A fews years back, SOCOM asked the assault rifle world to give them a better gun than the M4. They called this the SCAR competition, for Special operation forces Combat Assault Rifle. Clearly, the Robinson Arms, or Robarm XCR did not win; Fabrique Nationale’s aptly-named SCAR did. The FN SCAR is a fine rifle, no one’s claiming otherwise; the latest sniper support SCAR is downright gorgeous.
But the reason the SCAR was selected over the XCR is simple: the XCR never entered the competition. Robarm didn’t meet the qualifications of the competition by not supplying blank firing adapters. What is arguably one of the most innovative and impressive modern battle rifles made in the 21st century got kicked out of the game before it started for having the wrong muzzle device.
So when you look at the AR, if you were going to pick one single potential point of failure for it, you go straight to the gas system. This is why the SCAR uses a short-stroke gas piston. This is why pretty much all top-tier AR variants do.
When Robarm looked at gas-piston rifles, they looked at the granddaddy of them all. The rifle that has been found in mud and sand, lost for decades, still loaded, still operable. The XCR uses a long-stroke gas piston. The AK’s gas piston. And it’s been ever-so improved with an adjustable gas port.
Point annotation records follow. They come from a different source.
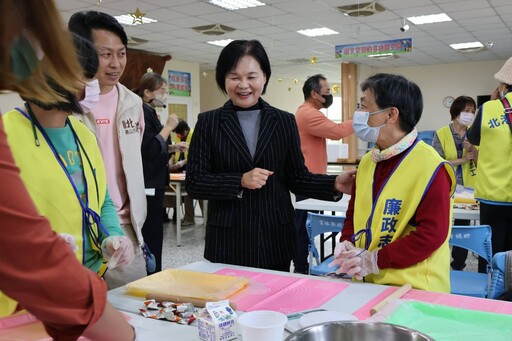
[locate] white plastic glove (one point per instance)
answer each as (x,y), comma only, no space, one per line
(358,263)
(117,250)
(342,247)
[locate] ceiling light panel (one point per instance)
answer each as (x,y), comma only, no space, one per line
(317,32)
(233,5)
(220,43)
(464,46)
(429,19)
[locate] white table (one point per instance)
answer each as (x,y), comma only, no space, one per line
(349,300)
(342,205)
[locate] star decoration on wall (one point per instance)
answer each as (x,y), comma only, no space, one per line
(137,16)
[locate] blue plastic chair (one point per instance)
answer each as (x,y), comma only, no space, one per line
(498,287)
(426,136)
(478,240)
(317,224)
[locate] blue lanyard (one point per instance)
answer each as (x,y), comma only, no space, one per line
(89,216)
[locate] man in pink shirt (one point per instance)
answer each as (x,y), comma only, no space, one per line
(314,129)
(117,119)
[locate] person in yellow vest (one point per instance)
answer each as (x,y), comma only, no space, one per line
(68,185)
(451,143)
(391,234)
(492,132)
(38,268)
(183,133)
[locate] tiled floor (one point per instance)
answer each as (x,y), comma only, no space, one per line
(192,245)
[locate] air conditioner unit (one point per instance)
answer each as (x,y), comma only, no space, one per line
(361,10)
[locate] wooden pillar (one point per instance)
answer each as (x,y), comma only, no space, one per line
(349,88)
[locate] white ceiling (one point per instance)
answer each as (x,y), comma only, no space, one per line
(275,25)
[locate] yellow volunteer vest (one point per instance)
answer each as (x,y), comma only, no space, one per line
(394,208)
(494,177)
(176,139)
(450,153)
(53,195)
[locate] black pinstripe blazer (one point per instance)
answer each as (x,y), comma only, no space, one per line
(256,229)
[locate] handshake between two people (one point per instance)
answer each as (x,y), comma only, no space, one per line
(353,261)
(257,178)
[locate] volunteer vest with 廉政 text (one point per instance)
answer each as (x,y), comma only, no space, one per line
(394,208)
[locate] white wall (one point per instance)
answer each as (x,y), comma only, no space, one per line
(194,100)
(438,81)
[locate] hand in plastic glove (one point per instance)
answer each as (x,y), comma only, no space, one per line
(358,263)
(182,146)
(342,247)
(118,250)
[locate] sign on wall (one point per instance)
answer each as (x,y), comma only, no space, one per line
(372,48)
(179,83)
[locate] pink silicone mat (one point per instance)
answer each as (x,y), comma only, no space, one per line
(281,293)
(465,302)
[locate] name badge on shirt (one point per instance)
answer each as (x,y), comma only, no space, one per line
(131,127)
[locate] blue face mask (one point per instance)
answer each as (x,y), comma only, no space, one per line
(361,127)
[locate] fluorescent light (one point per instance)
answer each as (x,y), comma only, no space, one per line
(236,4)
(317,32)
(429,19)
(381,56)
(220,43)
(127,19)
(465,46)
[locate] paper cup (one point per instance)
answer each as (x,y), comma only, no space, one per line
(262,325)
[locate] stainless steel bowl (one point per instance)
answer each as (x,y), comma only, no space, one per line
(357,331)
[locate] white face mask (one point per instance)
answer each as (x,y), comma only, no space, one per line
(92,95)
(361,127)
(159,101)
(466,118)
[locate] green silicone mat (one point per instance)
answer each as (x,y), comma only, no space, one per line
(444,323)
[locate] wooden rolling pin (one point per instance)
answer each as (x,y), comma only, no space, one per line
(397,294)
(197,302)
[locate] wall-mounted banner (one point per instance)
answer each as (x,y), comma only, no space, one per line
(179,83)
(375,47)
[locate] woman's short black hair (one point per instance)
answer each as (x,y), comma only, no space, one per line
(459,104)
(82,23)
(231,54)
(312,83)
(397,91)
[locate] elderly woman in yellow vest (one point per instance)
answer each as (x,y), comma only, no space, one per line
(399,216)
(451,143)
(492,132)
(62,168)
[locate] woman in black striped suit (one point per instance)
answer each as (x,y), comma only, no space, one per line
(245,158)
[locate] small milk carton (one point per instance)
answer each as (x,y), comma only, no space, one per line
(216,322)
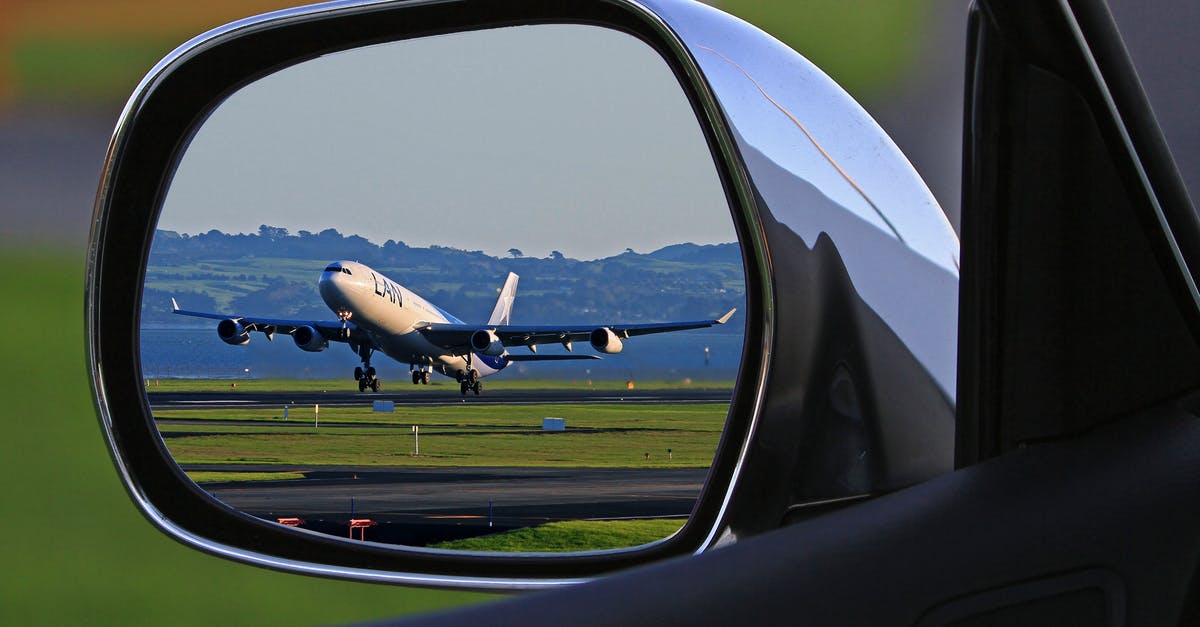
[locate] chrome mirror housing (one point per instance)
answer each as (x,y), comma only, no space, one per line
(847,375)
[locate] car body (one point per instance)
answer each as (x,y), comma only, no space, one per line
(1033,458)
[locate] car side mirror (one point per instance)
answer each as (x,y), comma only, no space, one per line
(660,150)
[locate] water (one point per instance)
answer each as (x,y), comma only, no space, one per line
(196,352)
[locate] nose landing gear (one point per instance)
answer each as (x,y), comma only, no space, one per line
(365,374)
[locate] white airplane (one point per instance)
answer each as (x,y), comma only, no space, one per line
(376,314)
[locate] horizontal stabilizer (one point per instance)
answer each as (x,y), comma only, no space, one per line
(549,357)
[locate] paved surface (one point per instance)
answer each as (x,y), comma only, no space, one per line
(420,506)
(425,396)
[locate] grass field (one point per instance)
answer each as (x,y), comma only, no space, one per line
(76,550)
(474,435)
(570,535)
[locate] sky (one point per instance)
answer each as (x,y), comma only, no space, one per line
(547,137)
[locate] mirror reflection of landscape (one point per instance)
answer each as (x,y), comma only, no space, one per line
(468,292)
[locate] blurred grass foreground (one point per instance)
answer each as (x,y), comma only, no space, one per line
(76,551)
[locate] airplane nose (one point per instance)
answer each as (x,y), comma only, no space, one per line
(334,287)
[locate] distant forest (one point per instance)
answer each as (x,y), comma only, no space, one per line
(274,273)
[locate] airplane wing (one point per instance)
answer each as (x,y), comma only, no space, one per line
(457,338)
(333,330)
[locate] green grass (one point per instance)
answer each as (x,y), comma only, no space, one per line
(865,46)
(597,436)
(76,550)
(570,536)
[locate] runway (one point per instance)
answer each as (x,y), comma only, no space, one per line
(421,506)
(426,396)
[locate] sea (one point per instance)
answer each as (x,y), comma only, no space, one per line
(196,352)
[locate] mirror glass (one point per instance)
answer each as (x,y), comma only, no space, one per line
(477,291)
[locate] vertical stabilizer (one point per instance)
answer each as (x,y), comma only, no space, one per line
(504,304)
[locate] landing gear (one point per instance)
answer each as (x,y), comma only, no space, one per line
(421,376)
(469,382)
(365,374)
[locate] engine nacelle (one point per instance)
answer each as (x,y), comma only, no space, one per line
(487,342)
(232,332)
(310,339)
(604,340)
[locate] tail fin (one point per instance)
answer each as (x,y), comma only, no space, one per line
(504,304)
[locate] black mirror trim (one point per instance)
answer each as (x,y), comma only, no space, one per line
(172,103)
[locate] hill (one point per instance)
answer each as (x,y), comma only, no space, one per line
(274,273)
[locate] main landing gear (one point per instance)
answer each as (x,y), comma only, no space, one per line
(365,374)
(366,378)
(468,381)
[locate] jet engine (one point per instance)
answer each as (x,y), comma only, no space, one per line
(232,332)
(310,339)
(604,340)
(487,342)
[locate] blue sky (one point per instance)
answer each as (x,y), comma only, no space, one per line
(550,137)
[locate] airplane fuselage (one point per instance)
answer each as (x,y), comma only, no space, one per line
(390,314)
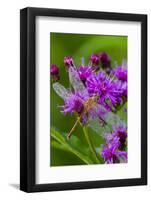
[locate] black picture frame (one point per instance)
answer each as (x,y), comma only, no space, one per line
(28,99)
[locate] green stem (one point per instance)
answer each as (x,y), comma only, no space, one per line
(90,143)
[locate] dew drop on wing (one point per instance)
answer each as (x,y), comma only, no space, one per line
(95,122)
(76,82)
(61,90)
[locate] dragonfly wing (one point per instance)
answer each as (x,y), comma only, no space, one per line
(109,117)
(101,120)
(95,125)
(76,82)
(61,90)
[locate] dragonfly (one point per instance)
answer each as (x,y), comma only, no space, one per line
(99,118)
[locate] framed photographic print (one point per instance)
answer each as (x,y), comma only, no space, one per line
(83,99)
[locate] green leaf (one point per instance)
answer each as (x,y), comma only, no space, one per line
(73,145)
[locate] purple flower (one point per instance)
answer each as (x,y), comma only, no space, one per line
(122,87)
(95,59)
(54,70)
(120,130)
(111,153)
(121,73)
(73,103)
(68,60)
(105,60)
(106,88)
(84,72)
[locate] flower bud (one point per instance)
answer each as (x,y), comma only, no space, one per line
(105,60)
(54,70)
(68,60)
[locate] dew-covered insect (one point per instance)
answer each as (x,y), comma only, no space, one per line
(92,113)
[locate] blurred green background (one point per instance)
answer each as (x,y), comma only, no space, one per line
(76,151)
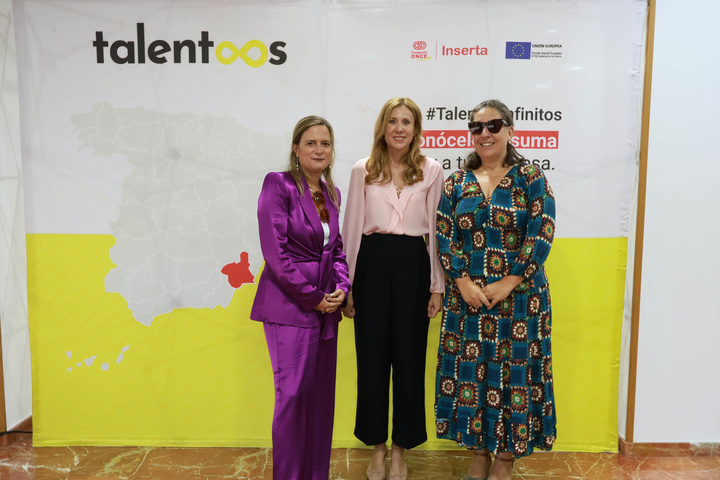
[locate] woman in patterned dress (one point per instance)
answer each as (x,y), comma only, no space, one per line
(495,226)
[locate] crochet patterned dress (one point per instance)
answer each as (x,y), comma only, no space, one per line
(494,385)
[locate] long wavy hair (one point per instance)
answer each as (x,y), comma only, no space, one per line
(378,165)
(512,157)
(294,166)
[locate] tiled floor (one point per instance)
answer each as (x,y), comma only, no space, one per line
(21,461)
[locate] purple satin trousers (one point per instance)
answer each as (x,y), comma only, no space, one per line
(304,367)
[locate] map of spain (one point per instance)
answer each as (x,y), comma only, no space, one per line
(186,231)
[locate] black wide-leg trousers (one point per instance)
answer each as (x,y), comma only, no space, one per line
(391,291)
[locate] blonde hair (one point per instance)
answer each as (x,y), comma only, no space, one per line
(378,165)
(294,166)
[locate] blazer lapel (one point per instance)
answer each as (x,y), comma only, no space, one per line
(334,218)
(311,215)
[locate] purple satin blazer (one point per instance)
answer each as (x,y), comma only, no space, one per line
(299,271)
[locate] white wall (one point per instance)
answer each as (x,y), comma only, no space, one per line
(678,387)
(13,277)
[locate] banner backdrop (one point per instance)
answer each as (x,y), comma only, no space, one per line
(147,129)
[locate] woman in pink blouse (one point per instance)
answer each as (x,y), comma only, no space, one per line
(397,281)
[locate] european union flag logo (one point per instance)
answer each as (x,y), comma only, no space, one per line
(517,50)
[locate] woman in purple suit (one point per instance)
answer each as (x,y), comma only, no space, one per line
(303,285)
The XCR is one of the simplist AR-patterned rifles, if you can even call it that. It just doesn’t have a lot of parts, even when you take into account the pins and trigger parts, and that’s always a good thing. Sure, it’s available in 5.56 NATO and takes STANAG magazines, but its operation and manual of arms is different to the point where it only counts as an AR insomuch as it looks a little like one. With a left-side non-reciprocating charging handle, extended barrel bolt, and no buffer tube.
That’s one of the cooler things about the XCR. With no need for a buffer tube, the rifle can be used with folding stocks. The prototype used a tube-style side-folding stock, although Robarm just announced their new version which looks like a SIG stock that’s been eating right and jogging every morning, with a telescoping buttstock and adjustable cheek riser.
But it wouldn’t be a SCAR contender if it didn’t feature one thing: caliber interoperability. And this is where the XCR trumps all. It uses a barrel bolt that can be unscrewed with hand tools, and the barrel slides right out. It can be swapped by anyone in almost any condition, in no time at all. It’s currently chambered in 5.56 NATO, 6.8 Remington SPC, and 7.62x39mm, 7.62 NATO, and 5.45x39mm, and rumors about 6.5 Grendel persist, especially now that 6.5 Grendel is a SAAMI-approved chambering.
Despite being disqualified by SOCOM, Robinson Arms continues to develop the XCR. It’s now available in multiple lengths and sizes, from full-length rifle down to pistol versions, and they’re inching closer and closer to the military spotlight. It is formally one of the contenders to replace the Army’s M4s, and we can’t really find any problems with that.